Albert Maurice mused for a moment over the confession of this strange creed, and its illustration, and then demanded--"What did the old lord say concerning me?"

The druggist repeated his former words; and his young companion again mused for a brief space. Then suddenly bringing back the conversation to the matter in which it arose, he repeated--"Ganay, you have deceived me; and not for my interest, but for your own revenge. You have worked your will; and I trust that you are now sated. Better for us both to labour together as far as may be, than stand in the very outset face to face as foes. Are you contented with the blood already shed?"

"There must be one more!" said the druggist, resolutely.

"And who do you aim at now?" demanded the young citizen, with no small loathing and horror towards his companion; but yet with a conviction that, by some means, he would accomplish his purpose.

"It matters not," replied Ganay; "but set your mind at ease. The man to whom I point is less an enemy to myself than an enemy to the state; and I give you my promise that I will practise nought against his life but with your consent. So guilty is he, and so convinced shall you be of his guilt, that your own hand shall sign the warrant for his death. But, oh! Albert Maurice, if you believe that the blood shed last night is all that must be shed to effect the purposes you seek, sadly, sadly do you deceive yourself. Prepare to bid it flow like water, or betake you to a monastery! Ambition joined to faint-hearted pity, is like a tame lion at a show, led about by a woman."

"But there is such a thing as patriotism," rejoined Albert Maurice--yet he named the virtue but faintly, compared with the tone in which he would have mentioned it three days before.

"Ay," said the druggist; "patriotism! The first step to ambition--but that stage is past."

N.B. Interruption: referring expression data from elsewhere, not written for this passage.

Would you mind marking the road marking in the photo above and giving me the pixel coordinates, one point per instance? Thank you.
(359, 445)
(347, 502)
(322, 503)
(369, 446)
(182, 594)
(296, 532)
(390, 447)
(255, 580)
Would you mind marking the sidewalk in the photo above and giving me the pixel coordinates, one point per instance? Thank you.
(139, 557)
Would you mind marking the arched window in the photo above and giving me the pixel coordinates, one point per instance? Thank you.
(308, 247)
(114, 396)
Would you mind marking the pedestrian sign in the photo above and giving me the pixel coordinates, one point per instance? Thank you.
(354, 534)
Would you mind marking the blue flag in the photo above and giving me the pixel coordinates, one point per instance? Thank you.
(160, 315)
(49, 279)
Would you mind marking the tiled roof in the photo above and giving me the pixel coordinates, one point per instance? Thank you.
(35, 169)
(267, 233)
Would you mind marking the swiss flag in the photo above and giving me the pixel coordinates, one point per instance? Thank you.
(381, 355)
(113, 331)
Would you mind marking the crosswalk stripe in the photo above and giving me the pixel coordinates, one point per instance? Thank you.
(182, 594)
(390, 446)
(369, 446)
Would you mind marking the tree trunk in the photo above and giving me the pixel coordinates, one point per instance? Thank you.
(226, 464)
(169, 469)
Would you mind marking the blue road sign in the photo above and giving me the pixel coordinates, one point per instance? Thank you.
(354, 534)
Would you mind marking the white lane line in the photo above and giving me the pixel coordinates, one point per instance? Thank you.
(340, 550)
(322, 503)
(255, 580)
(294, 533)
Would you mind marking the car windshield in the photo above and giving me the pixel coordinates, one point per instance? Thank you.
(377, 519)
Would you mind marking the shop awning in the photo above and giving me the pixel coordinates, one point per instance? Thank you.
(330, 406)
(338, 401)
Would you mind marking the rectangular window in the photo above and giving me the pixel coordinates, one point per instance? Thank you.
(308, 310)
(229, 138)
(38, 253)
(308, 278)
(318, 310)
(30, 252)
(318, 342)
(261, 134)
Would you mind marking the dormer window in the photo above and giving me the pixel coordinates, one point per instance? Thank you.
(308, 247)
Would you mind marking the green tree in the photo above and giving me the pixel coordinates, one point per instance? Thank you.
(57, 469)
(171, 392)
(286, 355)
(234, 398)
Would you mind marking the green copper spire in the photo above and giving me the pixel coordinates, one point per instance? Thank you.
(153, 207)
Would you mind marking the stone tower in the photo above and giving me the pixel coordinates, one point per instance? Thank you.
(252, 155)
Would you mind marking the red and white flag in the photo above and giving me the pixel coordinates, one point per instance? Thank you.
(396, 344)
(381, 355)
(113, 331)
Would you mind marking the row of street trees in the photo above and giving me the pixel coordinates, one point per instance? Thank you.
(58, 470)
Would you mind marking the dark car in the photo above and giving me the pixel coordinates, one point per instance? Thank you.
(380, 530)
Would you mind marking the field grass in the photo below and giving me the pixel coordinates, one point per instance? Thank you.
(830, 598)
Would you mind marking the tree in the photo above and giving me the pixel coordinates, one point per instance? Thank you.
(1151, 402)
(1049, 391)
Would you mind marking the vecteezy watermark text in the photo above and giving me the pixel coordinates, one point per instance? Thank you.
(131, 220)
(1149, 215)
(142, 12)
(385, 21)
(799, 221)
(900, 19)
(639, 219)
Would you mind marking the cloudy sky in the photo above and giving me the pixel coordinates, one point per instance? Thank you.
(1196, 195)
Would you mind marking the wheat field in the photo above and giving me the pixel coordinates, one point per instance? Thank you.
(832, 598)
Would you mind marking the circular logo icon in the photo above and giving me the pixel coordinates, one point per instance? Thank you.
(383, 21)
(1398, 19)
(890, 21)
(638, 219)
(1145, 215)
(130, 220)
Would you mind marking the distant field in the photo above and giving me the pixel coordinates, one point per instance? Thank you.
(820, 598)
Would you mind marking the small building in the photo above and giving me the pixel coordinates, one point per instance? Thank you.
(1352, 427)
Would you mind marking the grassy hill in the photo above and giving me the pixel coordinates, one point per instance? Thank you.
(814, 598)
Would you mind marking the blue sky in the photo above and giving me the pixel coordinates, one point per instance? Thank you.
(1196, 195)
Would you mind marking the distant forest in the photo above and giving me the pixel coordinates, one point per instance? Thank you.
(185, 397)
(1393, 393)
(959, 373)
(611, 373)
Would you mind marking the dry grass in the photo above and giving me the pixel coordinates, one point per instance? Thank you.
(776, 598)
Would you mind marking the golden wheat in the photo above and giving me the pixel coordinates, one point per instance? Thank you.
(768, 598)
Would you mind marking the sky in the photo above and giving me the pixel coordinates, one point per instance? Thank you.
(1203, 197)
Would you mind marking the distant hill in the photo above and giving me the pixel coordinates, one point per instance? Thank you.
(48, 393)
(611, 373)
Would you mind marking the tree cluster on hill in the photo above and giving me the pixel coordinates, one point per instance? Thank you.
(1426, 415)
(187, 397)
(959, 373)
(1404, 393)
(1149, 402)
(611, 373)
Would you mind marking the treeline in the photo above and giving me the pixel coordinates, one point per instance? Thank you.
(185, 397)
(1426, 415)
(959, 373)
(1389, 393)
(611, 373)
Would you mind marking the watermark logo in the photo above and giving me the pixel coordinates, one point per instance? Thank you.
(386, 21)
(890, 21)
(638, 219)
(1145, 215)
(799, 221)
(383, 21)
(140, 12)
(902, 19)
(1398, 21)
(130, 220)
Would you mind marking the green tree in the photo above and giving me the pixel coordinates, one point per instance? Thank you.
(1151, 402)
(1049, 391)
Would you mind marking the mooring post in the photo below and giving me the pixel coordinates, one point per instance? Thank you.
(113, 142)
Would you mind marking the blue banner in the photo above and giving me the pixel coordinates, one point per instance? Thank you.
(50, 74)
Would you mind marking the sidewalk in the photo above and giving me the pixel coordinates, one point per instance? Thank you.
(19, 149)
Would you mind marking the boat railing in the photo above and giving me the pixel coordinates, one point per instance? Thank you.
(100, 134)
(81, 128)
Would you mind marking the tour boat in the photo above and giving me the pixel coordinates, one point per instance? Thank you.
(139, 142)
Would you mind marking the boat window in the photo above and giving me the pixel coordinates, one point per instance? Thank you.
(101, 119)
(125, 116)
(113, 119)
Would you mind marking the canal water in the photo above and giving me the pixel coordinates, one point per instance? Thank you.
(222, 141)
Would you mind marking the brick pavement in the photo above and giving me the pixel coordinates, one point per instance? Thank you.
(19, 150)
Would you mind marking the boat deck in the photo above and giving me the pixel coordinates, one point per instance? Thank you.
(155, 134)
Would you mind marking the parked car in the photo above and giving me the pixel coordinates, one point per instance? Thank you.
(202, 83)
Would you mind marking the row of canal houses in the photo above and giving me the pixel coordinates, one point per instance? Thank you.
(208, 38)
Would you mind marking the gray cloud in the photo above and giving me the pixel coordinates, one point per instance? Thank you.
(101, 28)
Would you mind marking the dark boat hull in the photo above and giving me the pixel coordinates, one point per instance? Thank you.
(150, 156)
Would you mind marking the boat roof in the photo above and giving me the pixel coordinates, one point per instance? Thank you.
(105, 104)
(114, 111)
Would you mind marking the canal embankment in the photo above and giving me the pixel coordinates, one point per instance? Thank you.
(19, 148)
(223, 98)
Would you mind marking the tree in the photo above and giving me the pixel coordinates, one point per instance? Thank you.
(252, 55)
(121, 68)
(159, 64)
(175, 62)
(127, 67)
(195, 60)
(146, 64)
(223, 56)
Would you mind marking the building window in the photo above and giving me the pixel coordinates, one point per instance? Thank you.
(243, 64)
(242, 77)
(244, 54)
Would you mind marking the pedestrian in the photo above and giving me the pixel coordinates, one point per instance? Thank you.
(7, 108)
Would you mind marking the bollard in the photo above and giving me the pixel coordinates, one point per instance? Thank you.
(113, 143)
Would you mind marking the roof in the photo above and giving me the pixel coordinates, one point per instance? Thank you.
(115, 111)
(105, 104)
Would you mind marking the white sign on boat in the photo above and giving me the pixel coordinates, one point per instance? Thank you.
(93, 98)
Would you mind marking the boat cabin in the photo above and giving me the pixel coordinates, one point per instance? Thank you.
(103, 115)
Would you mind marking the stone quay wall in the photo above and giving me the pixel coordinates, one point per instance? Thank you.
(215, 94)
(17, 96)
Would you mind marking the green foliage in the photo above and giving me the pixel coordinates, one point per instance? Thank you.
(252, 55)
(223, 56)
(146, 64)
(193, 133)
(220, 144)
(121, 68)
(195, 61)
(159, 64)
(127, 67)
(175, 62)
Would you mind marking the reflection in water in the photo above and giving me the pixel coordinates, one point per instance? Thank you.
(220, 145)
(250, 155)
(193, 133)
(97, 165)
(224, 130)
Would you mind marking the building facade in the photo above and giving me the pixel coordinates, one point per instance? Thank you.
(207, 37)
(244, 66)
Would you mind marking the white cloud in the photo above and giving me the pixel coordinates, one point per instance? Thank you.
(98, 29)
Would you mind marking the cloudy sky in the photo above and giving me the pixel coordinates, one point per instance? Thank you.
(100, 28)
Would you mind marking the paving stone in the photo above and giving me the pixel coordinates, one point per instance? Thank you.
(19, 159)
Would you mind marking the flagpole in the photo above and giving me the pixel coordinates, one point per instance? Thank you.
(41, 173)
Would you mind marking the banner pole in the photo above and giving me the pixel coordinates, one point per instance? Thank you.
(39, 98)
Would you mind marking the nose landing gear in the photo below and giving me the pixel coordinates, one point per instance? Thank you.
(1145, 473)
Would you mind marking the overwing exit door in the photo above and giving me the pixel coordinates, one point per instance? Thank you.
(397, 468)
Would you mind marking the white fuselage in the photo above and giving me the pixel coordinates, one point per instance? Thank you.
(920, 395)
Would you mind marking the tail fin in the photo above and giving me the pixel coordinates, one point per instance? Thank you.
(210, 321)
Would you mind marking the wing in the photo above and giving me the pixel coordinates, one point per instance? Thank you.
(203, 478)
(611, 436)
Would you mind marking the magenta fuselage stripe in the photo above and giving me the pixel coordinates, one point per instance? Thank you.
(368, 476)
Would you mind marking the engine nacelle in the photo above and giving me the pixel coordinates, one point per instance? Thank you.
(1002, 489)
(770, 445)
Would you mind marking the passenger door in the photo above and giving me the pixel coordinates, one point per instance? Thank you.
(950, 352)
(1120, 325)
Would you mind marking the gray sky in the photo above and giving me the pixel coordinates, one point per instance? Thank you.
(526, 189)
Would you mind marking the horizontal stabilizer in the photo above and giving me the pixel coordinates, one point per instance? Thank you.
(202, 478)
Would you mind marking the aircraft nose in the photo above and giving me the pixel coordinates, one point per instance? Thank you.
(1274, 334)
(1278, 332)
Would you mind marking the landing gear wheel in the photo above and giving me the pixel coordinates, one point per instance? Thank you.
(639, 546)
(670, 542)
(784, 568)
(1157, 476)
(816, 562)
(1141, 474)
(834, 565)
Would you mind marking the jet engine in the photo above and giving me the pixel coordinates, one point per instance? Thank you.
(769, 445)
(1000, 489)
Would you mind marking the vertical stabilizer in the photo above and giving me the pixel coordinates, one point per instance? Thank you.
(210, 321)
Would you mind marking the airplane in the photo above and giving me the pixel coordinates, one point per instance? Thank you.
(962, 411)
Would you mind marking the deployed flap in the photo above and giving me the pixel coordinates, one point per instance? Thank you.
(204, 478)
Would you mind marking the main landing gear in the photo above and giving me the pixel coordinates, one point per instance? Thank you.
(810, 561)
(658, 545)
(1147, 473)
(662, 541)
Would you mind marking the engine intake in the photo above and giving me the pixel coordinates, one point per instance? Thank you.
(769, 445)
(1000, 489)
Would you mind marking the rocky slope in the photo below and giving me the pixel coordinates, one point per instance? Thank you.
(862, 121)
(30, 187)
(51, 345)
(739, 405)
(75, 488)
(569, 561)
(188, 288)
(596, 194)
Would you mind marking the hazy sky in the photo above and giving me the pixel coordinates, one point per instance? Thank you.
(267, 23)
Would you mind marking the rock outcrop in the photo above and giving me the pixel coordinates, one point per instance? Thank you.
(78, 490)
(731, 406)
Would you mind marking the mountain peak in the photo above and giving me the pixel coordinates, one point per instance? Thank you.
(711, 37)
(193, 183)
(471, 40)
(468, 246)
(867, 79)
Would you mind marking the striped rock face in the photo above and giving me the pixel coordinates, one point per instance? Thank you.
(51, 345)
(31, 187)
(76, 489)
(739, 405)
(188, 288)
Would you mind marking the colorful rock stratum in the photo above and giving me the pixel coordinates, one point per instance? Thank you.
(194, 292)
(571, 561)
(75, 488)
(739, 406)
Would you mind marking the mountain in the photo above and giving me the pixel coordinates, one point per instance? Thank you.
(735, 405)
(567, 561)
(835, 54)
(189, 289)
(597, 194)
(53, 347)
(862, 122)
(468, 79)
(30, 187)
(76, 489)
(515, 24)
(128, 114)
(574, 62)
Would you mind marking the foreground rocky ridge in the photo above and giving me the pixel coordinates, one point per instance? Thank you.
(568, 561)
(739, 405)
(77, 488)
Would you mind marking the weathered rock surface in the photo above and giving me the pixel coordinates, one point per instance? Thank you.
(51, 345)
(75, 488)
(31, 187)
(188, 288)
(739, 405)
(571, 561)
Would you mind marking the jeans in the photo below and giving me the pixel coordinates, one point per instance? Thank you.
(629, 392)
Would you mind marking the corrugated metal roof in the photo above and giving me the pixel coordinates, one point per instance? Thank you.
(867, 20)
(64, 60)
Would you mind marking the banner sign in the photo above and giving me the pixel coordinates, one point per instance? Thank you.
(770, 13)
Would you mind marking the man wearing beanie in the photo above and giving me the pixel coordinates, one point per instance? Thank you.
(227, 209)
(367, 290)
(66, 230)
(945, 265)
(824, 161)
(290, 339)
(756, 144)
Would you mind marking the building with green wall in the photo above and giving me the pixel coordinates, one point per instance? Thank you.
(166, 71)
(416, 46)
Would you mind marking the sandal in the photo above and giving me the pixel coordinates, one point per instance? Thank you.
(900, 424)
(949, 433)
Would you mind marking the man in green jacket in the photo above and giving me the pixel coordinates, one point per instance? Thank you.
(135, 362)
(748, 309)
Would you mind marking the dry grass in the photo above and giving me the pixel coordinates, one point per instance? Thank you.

Well did Ganay know that there exists no means of persuading a human being to any course of action, so powerful as by convincing him it is inevitable. To do so, however, there must be probability as a basis; and Ganay had watched too closely the most minute turns of his companion's behaviour during many months, not to divine the spark of ambition lying half smothered at the bottom of his heart. Nor had the effect of Mary of Burgundy's eyes upon the colour and the voice of Albert Maurice been lost upon the keen spirit that followed him; and he fancied he beheld an easy method of bending him to his own purpose. He saw, indeed, that, if either by love, or any other means, he succeeded in fanning that spark of ambition into a flame, he must leave him to run his course without a struggle, or a hope to deprive him of the prize; nay, that he must aid him with his whole cunning to raise up a new authority in the land, on the basis of that which they were about to overthrow. But Ganay was not ambitious of aught but avarice and revenge; and he soon perceived that these two master passions of his soul must be gratified by Albert Maurice in his ascent to power.

As he rode on, he spoke long of their future prospects. He cast away, at once, the enthusiastic cant he had at one time assumed towards him, of patriotism and the entire abnegation of self; and, in order to habituate his mind fully to the dreams of ambition, he spoke of them as things already determined and to be. But still, to smooth the transition, he failed not to point out the mighty benefits that a ruler with a truly liberal heart might confer upon his people--it mattered not what he was called--governor, lord, duke, prince, or king. As for a pure republic, the land was not yet in a state fit for it, he said: but what a boon--a mighty boon--might not that man grant to the whole world, who, starting up from amongst the people, were to rule them for their own happiness alone, and to show to other monarchs the immense advantages of such a sway!

"But if you speak of this land," replied Albert Maurice, in whose heart he had discovered the unfortified spot--"but if you speak of this land, how can any man so start up, without tearing her inheritance from the gentlest, the noblest of beings?"